Si le grand public associe souvent l'hippocampe à l'étang de Thau, Thomas Roger précise qu'il s'agit d'une autre espèce. « C'est plus connu. Mais c'est une autre espèce d'hippocampe. Dans le bassin, c'est l'hippocampe moucheté, qui vit dans les lagunes et les étangs alors que, chez nous, c'est plutôt l'hippocampe à museau court, qui vit sur des fonds sableux, dans la mer. » Ainsi, de Villeneuve-lès-Maguelone à La Grande-Motte, c'est l'hippocampe à museau court que l'on peut rencontrer.

Cette distinction est essentielle pour comprendre la répartition des espèces et leur habitat. L'hippocampe moucheté préfère les eaux calmes et saumâtres des lagunes, tandis que son cousin à museau court évolue dans les eaux marines sur des fonds sableux, souvent à proximité des structures artificielles comme les digues et les épis.

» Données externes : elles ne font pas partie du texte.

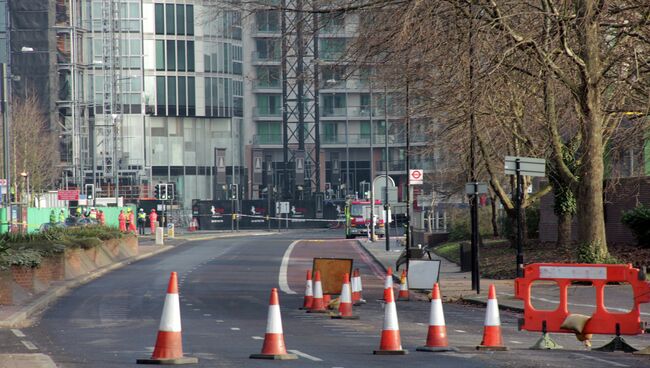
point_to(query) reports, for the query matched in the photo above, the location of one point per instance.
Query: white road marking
(29, 345)
(284, 284)
(307, 356)
(601, 360)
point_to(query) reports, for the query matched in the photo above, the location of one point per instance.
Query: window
(171, 55)
(160, 55)
(170, 18)
(268, 76)
(267, 21)
(181, 56)
(160, 18)
(180, 19)
(190, 56)
(190, 20)
(269, 105)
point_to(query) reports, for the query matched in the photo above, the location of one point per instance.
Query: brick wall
(625, 194)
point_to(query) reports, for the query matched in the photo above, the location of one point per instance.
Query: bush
(638, 220)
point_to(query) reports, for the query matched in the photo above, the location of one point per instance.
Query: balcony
(266, 57)
(267, 139)
(267, 113)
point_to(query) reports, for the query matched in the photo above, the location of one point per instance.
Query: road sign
(281, 208)
(528, 166)
(67, 195)
(416, 177)
(469, 188)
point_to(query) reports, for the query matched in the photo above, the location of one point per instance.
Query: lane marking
(282, 277)
(601, 360)
(29, 345)
(306, 356)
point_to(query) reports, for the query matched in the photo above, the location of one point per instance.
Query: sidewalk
(19, 315)
(454, 284)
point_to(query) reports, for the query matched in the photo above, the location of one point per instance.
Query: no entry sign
(416, 177)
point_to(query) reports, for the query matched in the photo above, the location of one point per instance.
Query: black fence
(257, 214)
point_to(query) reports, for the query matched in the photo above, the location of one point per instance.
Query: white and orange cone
(169, 342)
(317, 304)
(492, 339)
(437, 335)
(309, 292)
(391, 343)
(403, 288)
(357, 288)
(345, 301)
(274, 347)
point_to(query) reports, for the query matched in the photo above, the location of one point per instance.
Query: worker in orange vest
(153, 220)
(132, 227)
(122, 220)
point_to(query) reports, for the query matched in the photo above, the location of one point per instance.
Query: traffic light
(171, 191)
(90, 191)
(234, 191)
(164, 193)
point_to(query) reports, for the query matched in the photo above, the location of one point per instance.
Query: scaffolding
(300, 110)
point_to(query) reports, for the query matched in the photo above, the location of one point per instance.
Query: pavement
(456, 286)
(21, 315)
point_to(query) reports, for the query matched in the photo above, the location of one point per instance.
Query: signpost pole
(520, 255)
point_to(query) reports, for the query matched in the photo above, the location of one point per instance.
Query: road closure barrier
(602, 321)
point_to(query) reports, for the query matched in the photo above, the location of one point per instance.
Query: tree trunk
(564, 222)
(591, 219)
(495, 226)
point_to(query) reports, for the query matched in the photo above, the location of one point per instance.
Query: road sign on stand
(416, 177)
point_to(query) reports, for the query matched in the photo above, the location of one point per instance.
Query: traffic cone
(274, 347)
(357, 288)
(403, 288)
(309, 293)
(345, 301)
(492, 339)
(169, 342)
(437, 335)
(317, 304)
(390, 338)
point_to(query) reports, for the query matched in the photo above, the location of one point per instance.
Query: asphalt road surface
(224, 291)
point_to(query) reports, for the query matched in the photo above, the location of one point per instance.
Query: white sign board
(281, 208)
(422, 274)
(416, 177)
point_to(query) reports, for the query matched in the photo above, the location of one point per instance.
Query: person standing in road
(142, 219)
(121, 218)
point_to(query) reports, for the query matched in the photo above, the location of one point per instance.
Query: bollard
(160, 234)
(170, 231)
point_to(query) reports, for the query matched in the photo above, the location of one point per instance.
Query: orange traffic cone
(357, 288)
(274, 347)
(391, 343)
(309, 293)
(403, 288)
(437, 336)
(492, 339)
(345, 301)
(169, 342)
(317, 304)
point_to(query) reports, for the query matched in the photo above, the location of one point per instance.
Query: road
(224, 287)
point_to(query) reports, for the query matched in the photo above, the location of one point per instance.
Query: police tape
(290, 219)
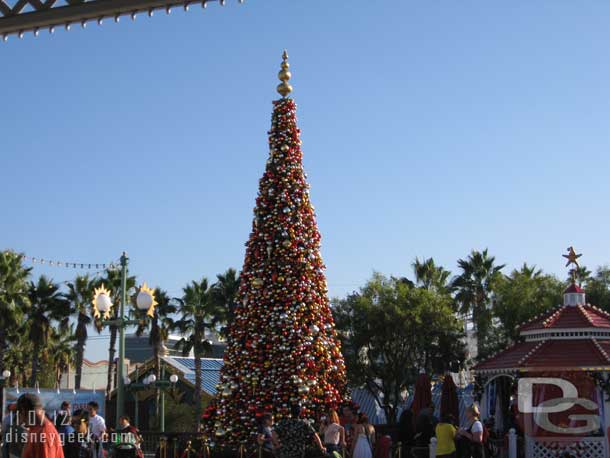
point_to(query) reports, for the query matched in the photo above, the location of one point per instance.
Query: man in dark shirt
(42, 439)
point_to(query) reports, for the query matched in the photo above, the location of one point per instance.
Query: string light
(99, 266)
(99, 20)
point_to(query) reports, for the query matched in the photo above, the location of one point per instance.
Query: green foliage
(199, 315)
(474, 287)
(224, 294)
(390, 330)
(179, 416)
(14, 300)
(48, 309)
(80, 295)
(430, 276)
(522, 295)
(598, 288)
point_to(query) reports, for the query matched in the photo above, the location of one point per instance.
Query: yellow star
(572, 257)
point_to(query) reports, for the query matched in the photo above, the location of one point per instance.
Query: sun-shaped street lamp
(150, 382)
(145, 300)
(102, 306)
(102, 303)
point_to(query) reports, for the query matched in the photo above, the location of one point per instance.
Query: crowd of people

Une espèce protégée, sentinelle de la qualité des eaux

L'hippocampe est aujourd'hui placé sur la liste rouge des animaux à préserver et bénéficie d'une protection. « À l'époque, les anciennes générations le sortaient de l'eau et le récupéraient, le faisaient sécher et le collectionnaient. Les temps ont changé. Il est considéré comme une espèce sentinelle : il est un indicateur de la qualité du milieu. Sa présence traduit une bonne diversité d'habitats, une eau de bonne qualité, une abondance de proies dont il se nourrit. Il est un indicateur de bon état de santé de la zone », souligne Thomas Roger.

Cette espèce présente également une particularité biologique remarquable : chez l'hippocampe, la femelle offre les œufs au mâle et c'est lui qui les féconde, les incubant durant quatre à cinq semaines. Ce rôle parental inversé est unique dans le monde animal et renforce l'intérêt de sa protection.

Pour ceux qui souhaitent observer ces animaux dans leur milieu naturel, Thomas Roger propose des sorties en mer à la découverte des dauphins et autres animaux marins depuis Carnon, via son site www.natura-med.fr. Ces sorties permettent de sensibiliser le public à la richesse de la biodiversité locale et à l'importance de préserver ces habitats fragiles.